U.S. President Joe Biden accused the Russian president of flouting his responsibility for nonproliferation.
US National Security Adviser Jake Sullivan warned that Washington would respond decisively and expose Russia to “catastrophic” consequences for using nuclear weapons in Ukraine.
- Ukraine calls for Russia to be classified as a ‘state sponsor of terrorism’
Since the U.S. considers North Korea, Syria, Iran and Cuba to be “state sponsors of terrorism.”
If the U.S. includes Russia on the list, it could impose secondary sanctions on any organizations or individuals that support or transact with Russian government agencies, including state banks.
U.S. citizens and workers can also sue Russia for financial damages or seek material compensation for casualties “caused by terrorist acts.” Russian citizens entering the U.S. also face higher restrictions.
Kiev and the West have repeatedly accused Russia of war crimes in Ukraine and stepped up investigative efforts.
However, Moscow has repeatedly denied committing war crimes or targeting civilians in Ukraine, insisting it was a campaign of “demilitarization, de-fascismization”.
On Sept. 5, President Biden answered “no” when asked by a reporter if he supported a proposal to pass a bill that would designate Russia a “state sponsor of terrorism.”
The White House explained that this was “not the most effective and powerful way to hold Russia accountable.”
Kremlin Dmitry Peskov later expressed much appreciated Mr. Biden.
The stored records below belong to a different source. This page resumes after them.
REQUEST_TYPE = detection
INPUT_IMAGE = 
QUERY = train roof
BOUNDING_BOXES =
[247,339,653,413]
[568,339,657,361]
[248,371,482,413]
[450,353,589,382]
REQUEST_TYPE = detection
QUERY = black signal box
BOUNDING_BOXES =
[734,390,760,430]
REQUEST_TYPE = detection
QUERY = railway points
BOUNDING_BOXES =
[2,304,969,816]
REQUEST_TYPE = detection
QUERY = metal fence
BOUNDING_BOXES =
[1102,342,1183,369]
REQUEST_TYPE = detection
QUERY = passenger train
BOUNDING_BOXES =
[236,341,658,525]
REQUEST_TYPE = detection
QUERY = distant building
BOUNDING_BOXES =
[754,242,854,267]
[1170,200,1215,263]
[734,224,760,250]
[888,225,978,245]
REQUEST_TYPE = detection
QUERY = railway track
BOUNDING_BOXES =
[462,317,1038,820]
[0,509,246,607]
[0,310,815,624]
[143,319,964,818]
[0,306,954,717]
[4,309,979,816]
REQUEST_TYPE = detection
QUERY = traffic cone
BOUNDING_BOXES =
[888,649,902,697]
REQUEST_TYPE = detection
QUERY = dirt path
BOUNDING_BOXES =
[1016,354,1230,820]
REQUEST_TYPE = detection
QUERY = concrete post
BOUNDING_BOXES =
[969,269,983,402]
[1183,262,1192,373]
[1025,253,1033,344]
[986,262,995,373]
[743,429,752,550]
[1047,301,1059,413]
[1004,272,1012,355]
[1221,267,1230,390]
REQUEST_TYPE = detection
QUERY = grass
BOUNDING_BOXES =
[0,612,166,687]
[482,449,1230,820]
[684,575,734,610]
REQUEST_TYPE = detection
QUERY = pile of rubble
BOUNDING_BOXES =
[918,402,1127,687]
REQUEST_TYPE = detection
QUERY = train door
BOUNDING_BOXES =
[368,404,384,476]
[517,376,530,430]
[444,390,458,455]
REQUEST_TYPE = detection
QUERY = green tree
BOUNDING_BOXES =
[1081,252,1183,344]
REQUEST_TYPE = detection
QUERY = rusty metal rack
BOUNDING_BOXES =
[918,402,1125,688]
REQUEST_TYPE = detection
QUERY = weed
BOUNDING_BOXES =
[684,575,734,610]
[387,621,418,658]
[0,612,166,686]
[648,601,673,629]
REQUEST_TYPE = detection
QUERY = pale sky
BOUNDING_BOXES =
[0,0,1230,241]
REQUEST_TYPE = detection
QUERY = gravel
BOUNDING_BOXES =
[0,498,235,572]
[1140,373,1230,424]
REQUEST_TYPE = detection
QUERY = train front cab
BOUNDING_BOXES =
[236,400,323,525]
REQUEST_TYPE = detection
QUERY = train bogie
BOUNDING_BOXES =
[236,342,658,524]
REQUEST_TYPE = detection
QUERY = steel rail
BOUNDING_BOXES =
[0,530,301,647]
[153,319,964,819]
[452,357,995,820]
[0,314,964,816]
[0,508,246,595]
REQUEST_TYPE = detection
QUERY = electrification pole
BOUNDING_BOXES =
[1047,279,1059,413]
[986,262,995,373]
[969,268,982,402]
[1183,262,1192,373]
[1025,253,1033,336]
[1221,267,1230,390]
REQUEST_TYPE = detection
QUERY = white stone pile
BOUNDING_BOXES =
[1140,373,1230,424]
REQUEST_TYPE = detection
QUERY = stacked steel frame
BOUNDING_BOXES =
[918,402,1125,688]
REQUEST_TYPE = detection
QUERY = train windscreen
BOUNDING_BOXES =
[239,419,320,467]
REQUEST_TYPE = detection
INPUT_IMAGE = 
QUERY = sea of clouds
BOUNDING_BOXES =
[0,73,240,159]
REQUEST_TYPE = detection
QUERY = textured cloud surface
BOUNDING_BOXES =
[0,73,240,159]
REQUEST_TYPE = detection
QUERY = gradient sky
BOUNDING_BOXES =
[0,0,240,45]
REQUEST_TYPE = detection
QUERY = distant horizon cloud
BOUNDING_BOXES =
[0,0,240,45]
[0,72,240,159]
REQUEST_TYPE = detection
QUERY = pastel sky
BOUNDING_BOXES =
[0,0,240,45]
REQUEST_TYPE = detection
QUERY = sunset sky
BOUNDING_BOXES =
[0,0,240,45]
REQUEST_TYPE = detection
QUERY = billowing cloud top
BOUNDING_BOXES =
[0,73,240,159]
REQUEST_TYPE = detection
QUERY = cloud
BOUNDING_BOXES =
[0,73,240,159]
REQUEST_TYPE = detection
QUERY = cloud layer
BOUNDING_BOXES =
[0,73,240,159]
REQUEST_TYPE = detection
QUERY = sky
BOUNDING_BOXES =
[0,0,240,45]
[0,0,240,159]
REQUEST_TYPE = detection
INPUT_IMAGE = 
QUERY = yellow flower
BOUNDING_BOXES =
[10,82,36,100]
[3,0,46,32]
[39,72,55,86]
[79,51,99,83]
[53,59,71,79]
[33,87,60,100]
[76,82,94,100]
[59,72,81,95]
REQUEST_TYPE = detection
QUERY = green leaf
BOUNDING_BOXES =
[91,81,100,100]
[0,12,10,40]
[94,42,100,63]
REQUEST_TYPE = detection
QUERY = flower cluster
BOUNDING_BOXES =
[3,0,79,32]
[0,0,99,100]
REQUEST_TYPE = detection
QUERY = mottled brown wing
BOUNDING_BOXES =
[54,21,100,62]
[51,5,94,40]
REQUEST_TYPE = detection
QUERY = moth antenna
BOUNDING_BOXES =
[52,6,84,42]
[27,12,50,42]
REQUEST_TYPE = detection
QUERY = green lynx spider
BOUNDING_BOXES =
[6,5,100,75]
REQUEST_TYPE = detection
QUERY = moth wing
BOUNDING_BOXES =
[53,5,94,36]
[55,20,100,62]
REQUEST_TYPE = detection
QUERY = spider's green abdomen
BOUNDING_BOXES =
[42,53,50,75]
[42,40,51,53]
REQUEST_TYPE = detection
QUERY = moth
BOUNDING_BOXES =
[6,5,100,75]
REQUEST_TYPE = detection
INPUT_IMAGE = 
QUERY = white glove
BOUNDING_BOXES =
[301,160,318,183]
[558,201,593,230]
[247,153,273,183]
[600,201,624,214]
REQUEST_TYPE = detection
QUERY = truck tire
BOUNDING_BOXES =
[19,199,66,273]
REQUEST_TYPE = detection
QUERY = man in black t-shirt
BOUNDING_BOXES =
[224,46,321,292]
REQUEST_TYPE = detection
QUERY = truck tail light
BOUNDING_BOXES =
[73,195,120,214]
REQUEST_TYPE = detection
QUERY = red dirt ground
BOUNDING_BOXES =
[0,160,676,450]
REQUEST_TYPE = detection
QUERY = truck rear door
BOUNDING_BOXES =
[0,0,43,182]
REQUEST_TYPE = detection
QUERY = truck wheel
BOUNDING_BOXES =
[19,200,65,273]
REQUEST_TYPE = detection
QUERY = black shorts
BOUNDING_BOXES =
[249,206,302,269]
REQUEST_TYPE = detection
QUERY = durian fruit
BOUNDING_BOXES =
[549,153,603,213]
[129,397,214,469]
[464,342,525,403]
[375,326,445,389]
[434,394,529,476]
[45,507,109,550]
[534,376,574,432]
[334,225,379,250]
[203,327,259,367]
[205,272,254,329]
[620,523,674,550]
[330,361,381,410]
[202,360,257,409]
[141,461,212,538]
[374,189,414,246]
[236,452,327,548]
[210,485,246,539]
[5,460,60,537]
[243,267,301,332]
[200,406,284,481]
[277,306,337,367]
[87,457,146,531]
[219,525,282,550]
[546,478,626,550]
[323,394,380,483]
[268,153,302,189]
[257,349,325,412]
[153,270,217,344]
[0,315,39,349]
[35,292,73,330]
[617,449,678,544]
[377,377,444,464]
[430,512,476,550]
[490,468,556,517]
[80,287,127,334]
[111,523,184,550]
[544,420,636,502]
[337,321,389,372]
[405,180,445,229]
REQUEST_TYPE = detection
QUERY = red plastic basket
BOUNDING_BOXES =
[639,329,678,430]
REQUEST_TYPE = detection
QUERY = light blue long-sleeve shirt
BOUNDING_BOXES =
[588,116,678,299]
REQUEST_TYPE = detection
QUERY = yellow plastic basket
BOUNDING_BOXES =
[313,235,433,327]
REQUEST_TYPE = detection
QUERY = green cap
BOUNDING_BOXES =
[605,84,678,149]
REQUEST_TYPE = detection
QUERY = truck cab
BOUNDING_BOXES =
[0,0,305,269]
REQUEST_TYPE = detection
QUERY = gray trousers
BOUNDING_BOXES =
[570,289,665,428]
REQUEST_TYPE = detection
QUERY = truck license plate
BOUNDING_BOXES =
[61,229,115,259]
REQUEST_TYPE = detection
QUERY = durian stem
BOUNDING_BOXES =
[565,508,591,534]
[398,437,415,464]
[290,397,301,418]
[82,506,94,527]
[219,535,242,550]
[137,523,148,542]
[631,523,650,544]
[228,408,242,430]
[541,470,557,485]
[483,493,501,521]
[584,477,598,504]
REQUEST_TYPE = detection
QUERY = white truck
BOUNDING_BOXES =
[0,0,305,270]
In August, Alexander Darchiyev, head of the Russian Foreign Ministry’s North American Department, warned that if the U.S. passes the bill, it will cross a line of no return, even leading to a severing of ties.
Kiev backed an international committee’s conclusion that Russia should be considered a “state sponsor of terrorism,” calling for an expansion of sanctions against Moscow.
Chief of Staff to the President Ukraine Andriy Yermak on September 29 praised the current sanctions, but said they did not have a decisive impact. “Money is like water, always looking for ways to flow.
The West needs to sharply increase sanctions,” he said, calling for the introduction of sanctions.
Russia as a “state sponsor of terrorism”.
Earlier, an international committee on sanctions made up of lawyers, diplomats and economists issued a report arguing that Russia should be considered a “state sponsor of terrorism”, as defined legally in US and Canadian law. Among the committee members was Michael McFaul, a former U.S. ambassador to Russia.
“The nature of terrorism can be summed up as premeditated politically motivated violence, aimed against non-combative targets,” the report reads.
According to the report, the horrific events in Ukraine “were not the outbursts of rogue elements in the Russian armed forces but were designed and carried out with the specific purpose of terrorizing the Ukrainian people.”
However, committee members acknowledged that labeling Russia a “state sponsor of terrorism” could backfire, risking destroying a grain export agreement with Ukraine via the Black Sea.
Russia has not yet commented on the report.